Diese Kinder, liberal eingestellter Eltern, wurden nie geschlagen, und erhielten zu Geburtstagen und zu Weihnachten heimlich Geschenke, um sich „weltlichen" Kindern gegenüber nicht benachteiligt zu fühlen.
Ich erwähnte dieses Wissen meinem Stiefeltern gegenüber nie, entwickelte aber Neidgefühle und schämte mich dafür.
Jetzt möchte ich zum Schluß noch die Frage von Bauer beantworten.
\i{Was war eigentlich der Beweggrund dich zu adoptieren?

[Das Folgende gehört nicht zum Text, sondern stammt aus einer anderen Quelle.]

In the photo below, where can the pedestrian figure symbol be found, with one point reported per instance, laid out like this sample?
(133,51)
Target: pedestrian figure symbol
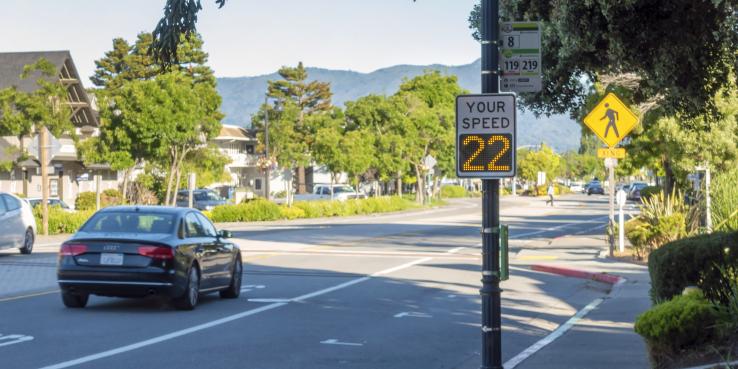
(612,118)
(611,113)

Die Hinterlassenschaft deiner Eltern? Dann kann ich gut verstehen, dass sie auch Zeugen Jehovas wurden.}
Falls du, lieber Bauer, durch meinen Beitrag zu der Meinung gekommen bist, meine leiblichen Eltern wären ZJ gewesen, so ist das falsch.
Ich kann mich an ihre Konfession nicht erinnern, weiß aber noch, dass wir beispielsweise zu Weihnachten und wahrscheinlich noch zu ein oder zwei anderen Gelegenheiten im Jahr, die Kirche aufsuchten, und ich mich sehr auf bestimmte Vorführungen gefreut habe.
Ich kann mich nicht erinnern, dass wir zu Tisch oder zu anderen Gelegenheiten jemals gebetet haben.
Der Beweggrund mich zu adoptieren, war, laut meiner Stiefmutter, dass sie keine eigenen Kinder bekommen konnten, und dass sie sich einen Sohn gewünscht hätten.
Kurz nach meiner Adoption wandten sie sich den ZJ zu, und ich wäre dann, so sagte sie mir unverblümt, bezüglich ihres religiösen Wertegangs eine schwer zu tragende Last gewesen.
Aufgrund ihres aufbrausenden Gebarens während unseres Gespräches, verzichtete ich darauf zu fragen, warum sie mich dann nicht wieder ins Heim zurückgaben und schnitt dieses Thema nie mehr an.

Viele Grüße an alle
von
Frank-Peter

P.S.
Lieber Paul,
ich glaube wir sind zwei Seiten der selben Medaille.
Du wirst von deinen Gefühlen aufgrund des von dir Erlebten stets überwältigt, während ich den Schlüssel nicht finden kann, selbige nach außen hin zu zeigen.
Vielleicht bricht ja bei mir auch irgendwann mal der Damm.
Vielleicht kann ich mich mal dazu aufraffen, hier einiges von meinen Gefühlen, Empfindungen und Gedanken preiszugeben, das heißt falls ich es schaffe, alles in Worte zu kleiden und es sich für mich nicht gar zu blöd anhört.